Washington state’s greenhouse-gas emissions in 2019 reached their highest level since 2007: 102 million metric tons. It was a 7 percent increase from 2018, and 9 percent higher than 1990 levels.
Communities of color and families with lower incomes largely bear the brunt of the state’s largest polluting industries. In Seattle, for example, a study funded by the Environment Protection Agency found in 2013 that residents of the Duwamish Valley on average are sicker and die younger than those living in other parts of Seattle.
A 2017 study partially funded by the EPA found that among children, more exposure to higher levels of fine particulate matter is strongly associated with an increased risk of asthma and death. In 2019, UW researchers found emissions from planes are disproportionately polluting communities near Seattle-Tacoma International Airport with these ultrafine particles.
Gov. Jay Inslee this week proposed an additional $941 million in investments in projects intended to reduce emissions in his 2024 supplemental budget. It would add to the $2.1 billion already allocated from the carbon auction revenue this year and next.
“The CCA’s declining cap forces the oil and gas industry and other polluters to clean up their act,” Mike Faulk, a spokesperson for the governor, wrote in an emailed statement. “We are recycling those pollution payments into investments that give our kids cleaner air, help Washington families get affordable clean energy, and create jobs across our state, rather than sending that money out of state.”
The fledgling carbon market quickly outpaced early revenue estimates, drawing ire from oil and gas industry officials and Republican lawmakers.
The law now faces a repeal effort backed by opponents who blame the law for high gas prices at the pump. Opponents of the law said they have submitted enough signatures for the initiative to appear on the November 2024 ballot.
Officials are pursuing merging Washington’s carbon-pricing market with another operated by California and Quebec.
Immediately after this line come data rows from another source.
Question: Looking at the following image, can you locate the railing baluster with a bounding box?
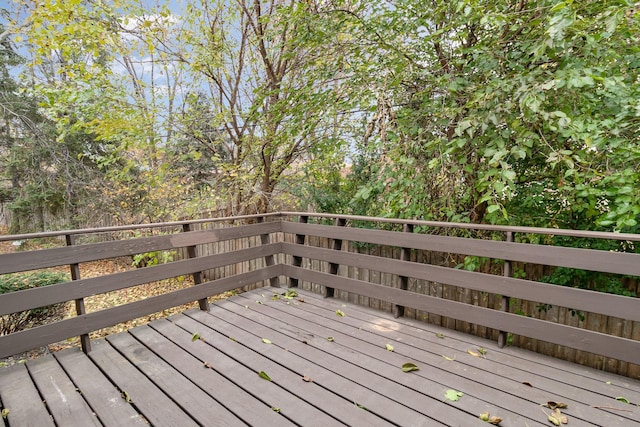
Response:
[65,234,91,353]
[288,215,308,288]
[392,223,414,318]
[182,224,209,311]
[323,218,347,298]
[257,216,279,288]
[498,231,514,348]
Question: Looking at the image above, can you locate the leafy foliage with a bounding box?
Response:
[0,271,68,335]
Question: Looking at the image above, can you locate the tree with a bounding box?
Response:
[170,0,353,214]
[325,0,639,231]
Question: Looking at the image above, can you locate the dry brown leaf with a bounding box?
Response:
[522,381,533,387]
[547,401,568,409]
[302,376,313,382]
[488,415,502,425]
[203,362,212,369]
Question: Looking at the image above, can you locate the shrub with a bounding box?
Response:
[0,271,69,335]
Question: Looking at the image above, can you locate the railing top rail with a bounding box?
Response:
[0,212,284,243]
[2,210,638,243]
[279,211,640,242]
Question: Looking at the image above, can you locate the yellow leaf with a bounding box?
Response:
[467,350,480,357]
[442,355,456,361]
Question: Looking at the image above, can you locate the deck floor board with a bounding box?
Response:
[1,287,639,427]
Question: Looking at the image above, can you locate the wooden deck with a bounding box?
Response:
[2,287,640,427]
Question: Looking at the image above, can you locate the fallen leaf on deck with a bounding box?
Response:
[335,310,345,317]
[386,343,394,351]
[191,332,201,342]
[122,391,132,403]
[480,412,490,421]
[550,408,568,424]
[271,407,281,413]
[444,389,464,401]
[467,350,480,357]
[488,415,502,425]
[302,376,313,382]
[258,371,272,381]
[354,401,368,410]
[442,355,456,361]
[435,333,445,339]
[522,382,533,387]
[229,336,238,342]
[327,336,335,342]
[477,347,487,357]
[1,408,9,419]
[298,298,305,303]
[615,396,630,404]
[546,401,568,409]
[203,362,212,368]
[256,300,263,304]
[401,362,419,373]
[262,338,272,344]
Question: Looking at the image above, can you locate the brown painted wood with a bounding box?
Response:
[0,221,280,274]
[0,266,281,358]
[283,265,640,364]
[54,348,148,427]
[88,339,200,427]
[26,354,102,427]
[0,243,281,315]
[189,304,483,426]
[282,243,640,322]
[247,289,632,426]
[0,363,55,427]
[150,318,351,427]
[2,288,639,427]
[106,332,246,426]
[282,222,640,276]
[128,324,294,427]
[222,293,542,426]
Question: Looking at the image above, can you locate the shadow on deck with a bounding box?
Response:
[2,287,639,427]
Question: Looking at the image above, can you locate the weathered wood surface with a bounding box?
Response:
[0,221,280,274]
[2,288,639,427]
[0,266,281,359]
[281,221,640,276]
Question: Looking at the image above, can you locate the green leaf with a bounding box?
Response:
[191,332,201,342]
[487,204,500,214]
[444,389,464,401]
[327,336,335,342]
[262,338,272,344]
[1,408,9,419]
[385,343,394,351]
[401,362,419,373]
[615,396,630,404]
[435,333,445,339]
[335,310,345,317]
[258,371,272,381]
[271,407,281,413]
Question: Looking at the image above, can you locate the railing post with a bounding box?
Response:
[257,216,279,288]
[497,231,514,348]
[65,234,91,353]
[322,218,347,298]
[182,224,209,311]
[288,215,308,288]
[392,223,414,318]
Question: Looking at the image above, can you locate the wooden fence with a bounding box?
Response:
[1,211,639,378]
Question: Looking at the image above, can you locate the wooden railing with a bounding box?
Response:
[1,212,639,376]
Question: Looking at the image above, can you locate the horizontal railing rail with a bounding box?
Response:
[0,215,281,358]
[1,212,639,374]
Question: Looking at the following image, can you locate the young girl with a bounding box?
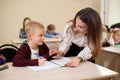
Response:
[108,28,120,46]
[45,24,62,38]
[50,7,102,67]
[19,17,31,38]
[13,21,54,67]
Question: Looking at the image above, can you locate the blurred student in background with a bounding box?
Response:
[19,17,31,38]
[45,24,62,38]
[108,28,120,46]
[103,23,120,46]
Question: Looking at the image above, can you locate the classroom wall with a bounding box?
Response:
[0,0,101,44]
[108,0,120,26]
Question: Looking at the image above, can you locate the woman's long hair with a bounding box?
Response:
[70,7,102,58]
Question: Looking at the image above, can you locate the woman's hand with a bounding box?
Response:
[49,50,63,59]
[65,57,82,67]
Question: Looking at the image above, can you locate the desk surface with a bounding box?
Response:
[0,61,118,80]
[11,38,62,44]
[102,46,120,54]
[97,46,120,78]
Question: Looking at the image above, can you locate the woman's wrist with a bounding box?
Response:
[77,57,83,62]
[58,50,64,57]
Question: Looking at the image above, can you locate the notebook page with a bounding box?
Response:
[50,57,71,67]
[27,61,60,71]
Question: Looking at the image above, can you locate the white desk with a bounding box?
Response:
[0,61,118,80]
[96,46,120,80]
[11,38,62,50]
[101,46,120,54]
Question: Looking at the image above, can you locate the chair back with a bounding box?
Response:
[0,44,18,62]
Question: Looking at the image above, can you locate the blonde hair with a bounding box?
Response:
[25,21,45,36]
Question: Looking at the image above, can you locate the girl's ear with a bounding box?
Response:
[27,33,32,40]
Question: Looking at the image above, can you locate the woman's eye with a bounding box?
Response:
[79,26,83,29]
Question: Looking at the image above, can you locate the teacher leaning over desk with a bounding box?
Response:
[49,7,102,67]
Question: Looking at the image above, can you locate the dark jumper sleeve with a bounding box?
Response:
[12,44,38,67]
[39,43,54,61]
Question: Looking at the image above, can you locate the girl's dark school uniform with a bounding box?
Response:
[12,42,53,67]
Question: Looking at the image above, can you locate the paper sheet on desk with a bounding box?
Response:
[50,57,71,67]
[27,61,60,71]
[27,57,71,71]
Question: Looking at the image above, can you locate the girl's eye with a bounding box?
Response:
[37,34,44,37]
[34,34,44,37]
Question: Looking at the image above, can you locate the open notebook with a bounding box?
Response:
[27,57,71,71]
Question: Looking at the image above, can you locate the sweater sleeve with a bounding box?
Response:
[12,44,38,67]
[39,43,53,61]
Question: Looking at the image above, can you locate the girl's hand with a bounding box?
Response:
[49,50,63,59]
[65,57,82,67]
[38,58,46,66]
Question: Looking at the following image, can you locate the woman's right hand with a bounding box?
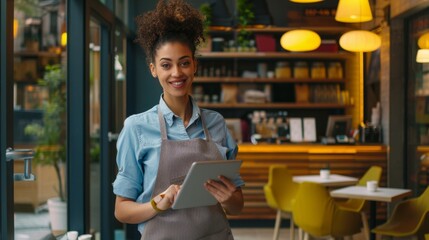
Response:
[156,184,180,211]
[114,184,181,223]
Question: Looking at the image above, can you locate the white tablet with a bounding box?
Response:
[171,160,242,210]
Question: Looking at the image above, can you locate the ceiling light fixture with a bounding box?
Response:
[280,30,321,52]
[61,32,67,47]
[339,30,381,52]
[418,33,429,49]
[335,0,373,23]
[13,19,18,38]
[416,49,429,63]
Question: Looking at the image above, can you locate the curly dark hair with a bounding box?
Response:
[135,0,205,65]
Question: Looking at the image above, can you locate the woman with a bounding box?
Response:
[112,0,245,239]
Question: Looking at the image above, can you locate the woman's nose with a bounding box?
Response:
[171,65,183,76]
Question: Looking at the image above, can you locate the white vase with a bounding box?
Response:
[47,197,67,234]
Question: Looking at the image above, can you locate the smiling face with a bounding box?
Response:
[150,41,196,105]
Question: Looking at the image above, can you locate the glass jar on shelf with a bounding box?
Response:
[275,61,291,78]
[294,61,309,79]
[327,61,343,79]
[311,62,326,79]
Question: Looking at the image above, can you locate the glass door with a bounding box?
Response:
[2,1,68,239]
[1,3,16,239]
[407,10,429,195]
[88,13,126,240]
[88,18,102,238]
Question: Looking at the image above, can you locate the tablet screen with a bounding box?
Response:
[171,160,242,209]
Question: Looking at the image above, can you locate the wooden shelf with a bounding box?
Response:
[415,92,429,97]
[209,26,355,34]
[197,51,352,59]
[14,51,61,58]
[198,102,351,109]
[194,77,344,83]
[240,26,355,34]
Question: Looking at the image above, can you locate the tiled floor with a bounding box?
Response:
[15,212,51,240]
[14,211,292,240]
[15,212,369,240]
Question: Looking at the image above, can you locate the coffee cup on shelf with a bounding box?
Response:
[366,180,378,192]
[320,169,330,179]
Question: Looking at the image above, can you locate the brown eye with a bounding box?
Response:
[181,61,190,67]
[161,63,171,69]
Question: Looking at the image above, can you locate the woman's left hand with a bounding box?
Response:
[204,175,236,204]
[204,175,243,215]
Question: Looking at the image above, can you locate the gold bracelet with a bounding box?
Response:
[150,194,165,212]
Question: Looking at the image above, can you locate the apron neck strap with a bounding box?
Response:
[199,110,212,141]
[157,107,212,141]
[158,109,168,140]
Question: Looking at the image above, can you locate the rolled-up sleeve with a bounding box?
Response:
[225,128,238,160]
[223,121,244,187]
[112,118,143,200]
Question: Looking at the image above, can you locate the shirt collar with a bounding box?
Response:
[158,94,201,127]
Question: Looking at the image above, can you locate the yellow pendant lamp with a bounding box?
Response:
[339,30,380,52]
[61,32,67,47]
[280,30,321,52]
[416,49,429,63]
[13,19,19,38]
[335,0,373,23]
[418,33,429,49]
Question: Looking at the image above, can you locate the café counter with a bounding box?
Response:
[230,143,388,220]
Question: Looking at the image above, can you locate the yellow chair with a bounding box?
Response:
[336,166,382,239]
[426,233,429,240]
[263,165,299,240]
[293,181,362,239]
[372,186,429,239]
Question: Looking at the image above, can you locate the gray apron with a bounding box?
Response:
[141,109,234,240]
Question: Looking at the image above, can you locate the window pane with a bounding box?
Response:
[115,0,128,25]
[14,0,68,238]
[408,11,429,195]
[89,18,102,238]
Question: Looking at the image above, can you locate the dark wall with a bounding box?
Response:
[132,1,162,113]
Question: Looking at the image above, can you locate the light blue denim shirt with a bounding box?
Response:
[112,95,244,233]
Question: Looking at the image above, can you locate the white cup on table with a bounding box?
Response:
[366,180,378,192]
[66,231,78,240]
[78,234,92,240]
[320,169,330,179]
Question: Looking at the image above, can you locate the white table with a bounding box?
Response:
[330,186,412,240]
[293,174,358,187]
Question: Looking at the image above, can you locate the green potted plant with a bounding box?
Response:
[24,64,67,234]
[200,3,212,37]
[237,0,255,50]
[199,3,212,52]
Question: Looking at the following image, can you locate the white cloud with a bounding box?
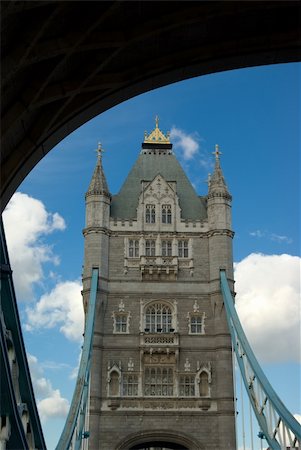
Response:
[2,192,66,301]
[26,280,84,343]
[27,354,69,422]
[249,229,265,238]
[249,229,293,244]
[170,126,199,160]
[235,253,301,363]
[271,233,293,244]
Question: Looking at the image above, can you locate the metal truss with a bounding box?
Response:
[56,268,99,450]
[220,270,301,450]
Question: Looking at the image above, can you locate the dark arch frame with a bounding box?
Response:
[1,1,301,211]
[115,429,202,450]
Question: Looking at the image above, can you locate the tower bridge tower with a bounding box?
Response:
[82,120,236,450]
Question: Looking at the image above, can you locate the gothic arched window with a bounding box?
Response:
[146,204,156,223]
[109,371,120,396]
[162,204,172,224]
[145,303,172,333]
[199,371,209,397]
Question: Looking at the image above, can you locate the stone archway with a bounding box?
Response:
[115,430,202,450]
[129,443,188,450]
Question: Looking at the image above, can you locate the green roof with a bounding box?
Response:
[111,151,207,220]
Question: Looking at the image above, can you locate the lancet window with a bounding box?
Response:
[162,240,172,257]
[108,371,120,396]
[199,371,210,397]
[161,204,172,224]
[145,204,156,223]
[145,239,155,256]
[178,240,189,258]
[129,239,139,258]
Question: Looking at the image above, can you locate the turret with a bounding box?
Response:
[207,145,234,280]
[82,143,111,311]
[207,144,232,230]
[85,143,111,229]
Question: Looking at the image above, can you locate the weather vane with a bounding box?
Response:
[213,144,222,160]
[96,142,105,160]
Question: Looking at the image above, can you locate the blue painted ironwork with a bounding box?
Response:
[0,218,46,450]
[220,270,301,450]
[55,267,99,450]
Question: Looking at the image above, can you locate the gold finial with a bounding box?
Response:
[96,142,105,161]
[213,144,222,160]
[143,116,170,144]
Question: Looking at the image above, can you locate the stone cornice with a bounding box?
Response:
[82,226,111,236]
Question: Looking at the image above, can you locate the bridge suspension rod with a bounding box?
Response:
[220,270,301,450]
[56,268,99,450]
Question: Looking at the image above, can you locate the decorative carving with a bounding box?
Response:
[193,301,200,313]
[128,358,134,371]
[184,358,191,372]
[143,353,176,365]
[118,300,125,312]
[144,335,175,345]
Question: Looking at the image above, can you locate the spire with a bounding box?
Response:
[143,115,171,144]
[208,144,231,199]
[86,142,110,198]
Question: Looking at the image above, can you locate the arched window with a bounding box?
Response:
[162,204,172,224]
[145,303,172,333]
[109,371,120,396]
[199,371,209,397]
[146,204,156,223]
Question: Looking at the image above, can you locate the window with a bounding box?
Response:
[122,374,138,396]
[179,375,195,397]
[109,371,120,396]
[115,314,128,333]
[145,303,172,333]
[146,204,156,223]
[145,239,155,256]
[190,315,203,334]
[162,204,172,224]
[144,367,173,396]
[199,371,209,397]
[129,239,139,257]
[162,240,172,257]
[178,240,189,258]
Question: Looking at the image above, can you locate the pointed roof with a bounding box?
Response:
[208,145,231,199]
[111,152,207,220]
[86,143,110,198]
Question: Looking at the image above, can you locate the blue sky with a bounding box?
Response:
[3,62,300,450]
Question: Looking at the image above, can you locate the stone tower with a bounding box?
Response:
[82,120,236,450]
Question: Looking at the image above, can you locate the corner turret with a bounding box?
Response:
[85,143,111,229]
[207,145,233,281]
[207,145,232,230]
[82,143,111,311]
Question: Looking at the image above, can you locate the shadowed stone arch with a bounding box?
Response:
[1,1,300,211]
[115,429,202,450]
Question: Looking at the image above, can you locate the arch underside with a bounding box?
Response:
[1,1,300,210]
[116,429,201,450]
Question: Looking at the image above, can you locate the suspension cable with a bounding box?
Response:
[240,372,246,450]
[249,396,254,450]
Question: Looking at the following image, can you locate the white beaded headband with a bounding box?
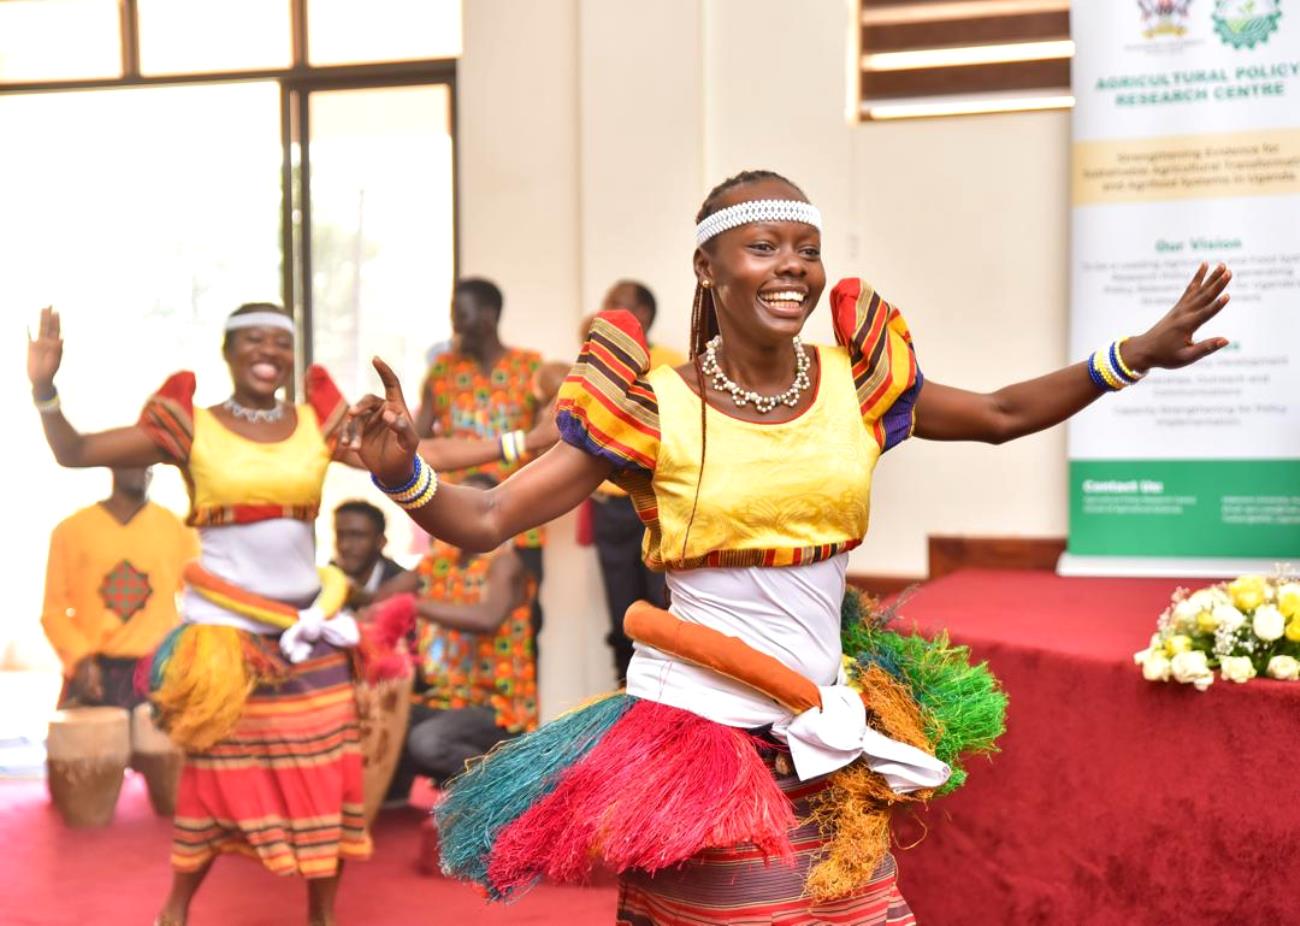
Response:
[225,311,295,334]
[695,199,823,246]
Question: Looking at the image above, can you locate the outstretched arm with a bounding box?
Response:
[914,263,1231,444]
[416,548,526,634]
[28,307,166,468]
[347,358,610,552]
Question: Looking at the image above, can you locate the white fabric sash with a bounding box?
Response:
[625,555,951,791]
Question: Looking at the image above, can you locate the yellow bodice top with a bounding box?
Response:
[555,278,924,571]
[138,366,347,526]
[186,406,332,525]
[645,349,877,568]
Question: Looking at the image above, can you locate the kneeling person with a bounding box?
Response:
[379,473,538,795]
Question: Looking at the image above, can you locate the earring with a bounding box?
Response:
[702,280,711,289]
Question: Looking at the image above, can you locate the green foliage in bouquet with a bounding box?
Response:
[840,586,1007,794]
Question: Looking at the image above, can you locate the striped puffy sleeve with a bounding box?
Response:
[556,309,660,474]
[830,278,923,453]
[305,364,347,445]
[137,371,196,464]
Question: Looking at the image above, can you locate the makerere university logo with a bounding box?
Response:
[1212,0,1282,48]
[1140,0,1193,38]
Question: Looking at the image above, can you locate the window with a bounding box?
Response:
[0,0,121,82]
[2,0,461,664]
[857,0,1073,120]
[136,0,293,75]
This, if successful, could help settle the high prices of pollution, but relief would take time. Assuming Washington, California and Quebec agree to merge their markets, the earliest the process could be finished is 2025, according to state officials.
Members of the state Environmental Justice Council have cautioned pursuing linkage until more is known about how the larger market would affect efforts to make meaningful pollution reductions in Washington.
There were 58 qualified bidders in the latest auction, including oil companies like BP and Marathon, methane gas pipeline operators and utilities such as Gas Transmission Northwest and Cascade Natural Gas, as well as public universities, including Washington State University.
Businesses covered by the program — those emitting more than 25,000 metric tons of greenhouse gases per year — do not need to turn in any allowances to the state to comply with the law until November 2024. Then, one-third of 2023 emissions are due. The rest of allowances for the first compliance period are not due until November 2027.
Some polluters, like natural gas utilities and oil refineries, initially get a generous portion of their allowances free, but are required to buy more if they plan to release greenhouse gases above the allotted levels.
Utilities that receive allowances at no cost may consign them for sale at the state’s auctions. The revenue from those allowances must be used for the benefit of ratepayers. More than $376 million has been raised in consigned revenue, bringing the total raised from allowances sold at auction to $2.2 billion.